# Harry's healthy yellow Thai curry



## Harry Cobean (Jul 5, 2012)

after recent excesses including my ribeye burgers i needed healthy but curry too so i cooked this last night.usual suspects:galangal,chillies,coriander,fish  sauce,turmeric....y'all know the script but if i'd used a 400ml can of  coconut milk it would have banged in a whopping 600+calories,60grms fat  & 50grms saturates.by using the kara it reduced that to only  100cals,8grms fat & 7.5grms saturates with zero cholesterol(use it on my brekkie cereal/in porridge & coffee too).i just  add an extra pinch of sugar & a bit of cornstarch to the curry to get the  flavour/consistency right.i also skinned,boned & "super trimmed" the thighs & the rice was just steamed jasmine with a bit of chilli/fish sauce & honey turned through it.had papaya,cherries & apricot for pud


----------



## Margi Cintrano (Jul 5, 2012)

*Harry: Quite an International Dinner*

 Firstly, your Shrimp look very Cádiz - Huelva, Andalusia ... Gorgeous langostinos blancos = wild White Prawns ... and then, the Central American Papaya ... 

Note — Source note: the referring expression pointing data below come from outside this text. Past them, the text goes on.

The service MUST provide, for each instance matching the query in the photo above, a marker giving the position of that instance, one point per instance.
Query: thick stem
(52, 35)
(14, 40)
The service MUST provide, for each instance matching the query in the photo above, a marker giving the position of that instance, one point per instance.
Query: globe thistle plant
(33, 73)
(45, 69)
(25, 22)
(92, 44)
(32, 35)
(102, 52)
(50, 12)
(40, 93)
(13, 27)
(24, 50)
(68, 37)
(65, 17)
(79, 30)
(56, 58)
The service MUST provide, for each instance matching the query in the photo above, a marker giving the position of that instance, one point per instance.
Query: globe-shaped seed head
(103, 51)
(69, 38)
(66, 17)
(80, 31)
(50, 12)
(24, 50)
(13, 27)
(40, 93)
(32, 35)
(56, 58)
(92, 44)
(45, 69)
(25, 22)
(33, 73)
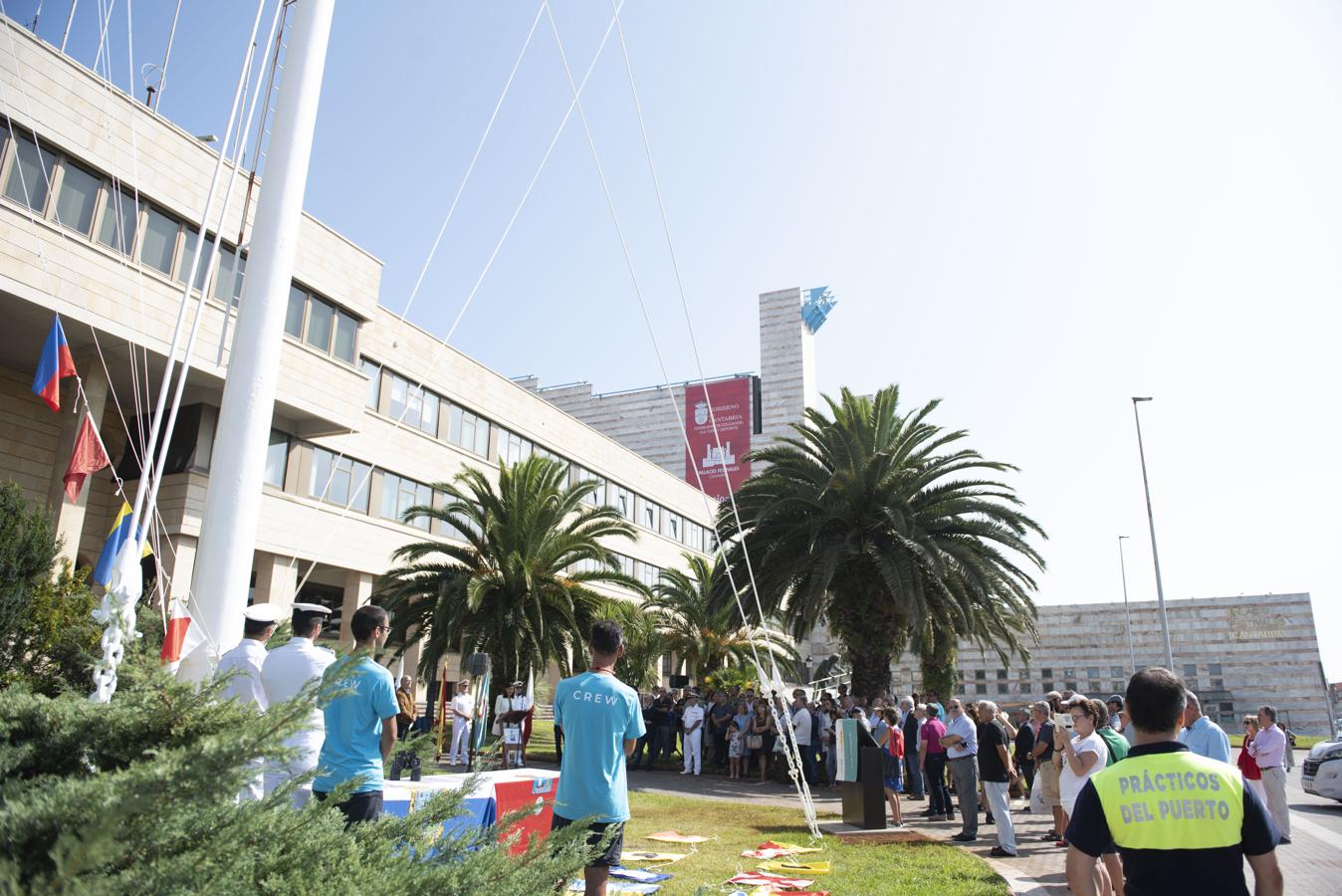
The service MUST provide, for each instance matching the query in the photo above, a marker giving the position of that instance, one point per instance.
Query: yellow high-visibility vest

Then moving on to the curry & fresh veggies, looks quite interesting ... I shall jot it down ... and give it a try next week for an Office Lunch, however, I prefer real ingredients without the packages. I do not suffer from high cholest. or high blood pressure. As a true fact, I have very low blood pressure and low cholest. like my Mom, and she is 95.  

I gym it, speed walk daily and horse ride two times a week at sunrise. Too dry and hot in Madrid ... 

Cannot wait to relax on Adriatic and do my early morning walks on the beach.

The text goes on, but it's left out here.